Rappel des faits : un footballeur professionnel et un club belge (le Royal Antwerp) ont contesté devant les juridictions belges les règles de l’UEFA et de URBSFA relatives aux « joueurs formés localement ». L’UEFA impose en effet aux clubs de football d’avoir un nombre minimal de « joueurs formés localement » dans leurs équipes. L’URBSFA a adopté des règles similaires. Dans les deux cas, ces règles définissent les « joueurs formés localement » comme ceux formés au niveau national, même si les règles de l’UEFA se réfèrent aussi aux joueurs formés au sein d’un club donné.

Le tribunal a décidé d’interroger la Cour de justice de l’Union européenne à ce sujet[3].

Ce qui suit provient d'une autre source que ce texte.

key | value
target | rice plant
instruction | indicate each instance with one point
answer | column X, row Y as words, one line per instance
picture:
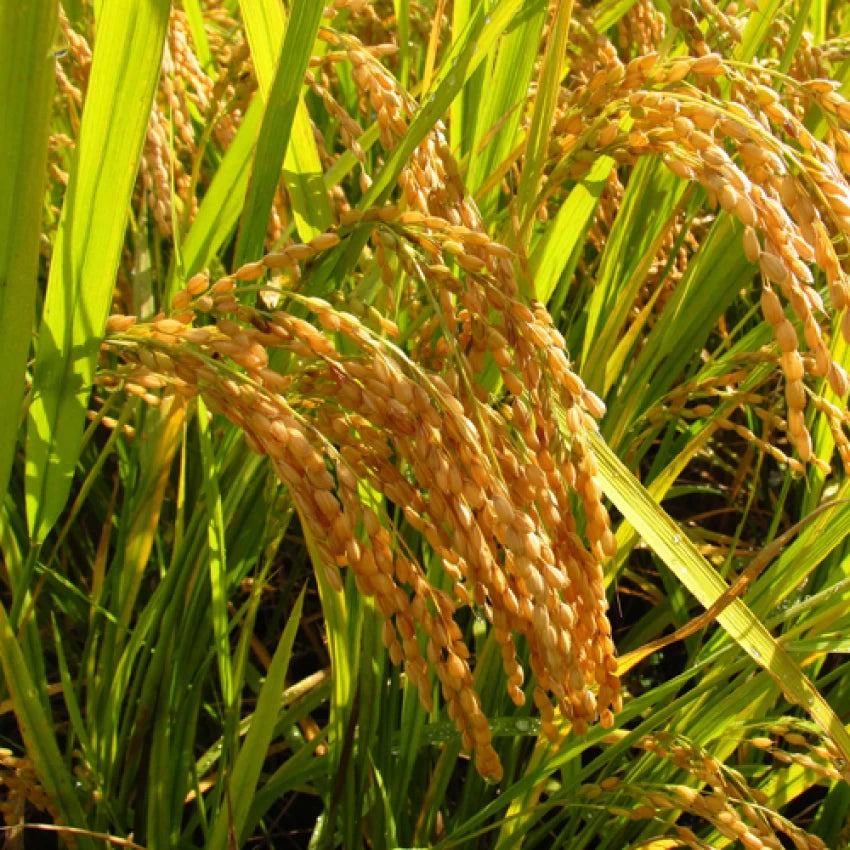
column 426, row 423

Dans son arrêt, la Cour confirme tout d’abord que les règles de l’UEFA et de l’URBSFA relèvent du champ d’application du droit de l’Union. En effet, ces règles portent sur l’exercice d’une activité professionnelle, donc économique. Elles doivent par conséquent respecter les règles de concurrence et la liberté de circulation.  La Cour juge ensuite que les règles sur les joueurs formés localement pourraient avoir pour objet ou pour effet de restreindre la possibilité qu’ont les clubs de se faire concurrence en recrutant des joueurs de talent, quel que soit le lieu où ceux-ci ont été formés. S’agissant de la libre circulation des travailleurs, la Cour juge que les règles en question peuvent engendrer une discrimination indirecte en fonction de la nationalité, aux dépens des joueurs provenant d’autres États membres.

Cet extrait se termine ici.